Want to wade into the sandy surf of the abyss? Have a sneer percolating in your system but not enough time/energy to make a whole post about it? Go forth and be mid: Welcome to the Stubsack, your first port of call for learning fresh Awful you’ll near-instantly regret.

Any awful.systems sub may be subsneered in this subthread, techtakes or no.

If your sneer seems higher quality than you thought, feel free to cut’n’paste it into its own post — there’s no quota for posting and the bar really isn’t that high.

The post Xitter web has spawned soo many “esoteric” right wing freaks, but there’s no appropriate sneer-space for them. I’m talking redscare-ish, reality challenged “culture critics” who write about everything but understand nothing.

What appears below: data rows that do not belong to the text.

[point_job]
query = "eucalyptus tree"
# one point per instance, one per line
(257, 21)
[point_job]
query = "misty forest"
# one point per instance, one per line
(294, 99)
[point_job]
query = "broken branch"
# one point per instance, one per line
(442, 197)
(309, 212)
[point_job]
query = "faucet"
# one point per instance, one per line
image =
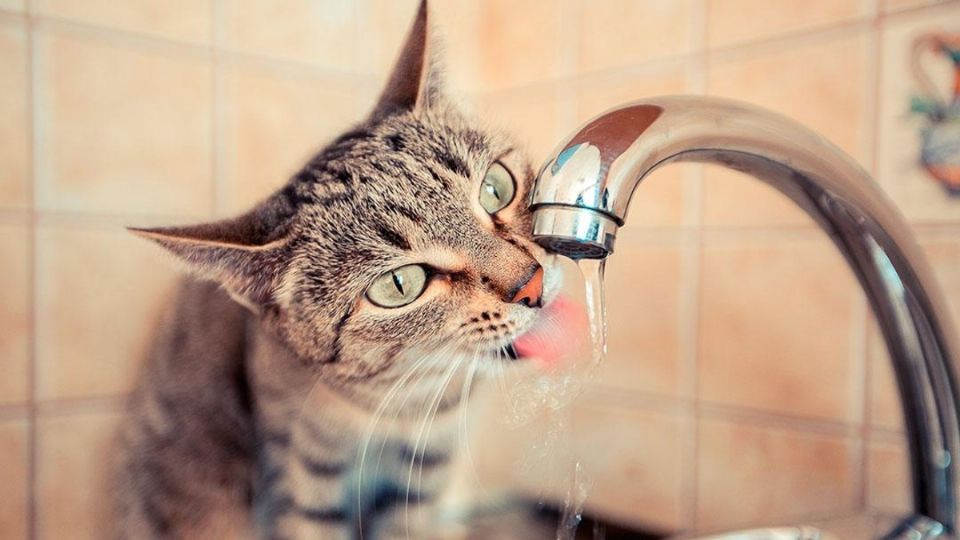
(581, 197)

I’m talking about reply-guys who make the same 6 tweets about the same 3 subjects. They’re inescapable at this point, yet I don’t see them mocked (as much as they should be)

Like, there was one dude a while back who insisted that women couldn’t be surgeons because they didn’t believe in the moon or in stars? I think each and every one of these guys is uniquely fucked up and if I can’t escape them, I would love to sneer at them.

(Credit and/or blame to David Gerard for starting this.)

183 comments
  • After kinda fence-sitting on the topic of AI in general for while, Hank Green is having a mental breakdown on YouTube over Sora2 and it's honestly pretty funny.

    If you're the kind of motherfucker who will create SlopTok, you are not the kind of motherfucker who should be in charge of OpenAI.

    Not that anyone should be in charge of that shitshow of a company, but hey!

    Bonus sneer from the comment section:

    Sam Altman in Feb 2015: "Development of superhuman machine intelligence is probably the greatest threat to the continued existence of humanity."

    Sam Altman in Dec 2015, after co-founding OpenAI: "Our goal is to advance digital intelligence in the way that is most likely to benefit humanity as a whole, unconstrained by a need to generate financial return."

    Sam Altman 4 days ago, on his personal blog: "we are going to have to somehow make money for video generation."

    • After kinda fence-sitting on the topic of AI in general for while, Hank Green is having a mental breakdown on YouTube over Sora2 and it’s honestly pretty funny.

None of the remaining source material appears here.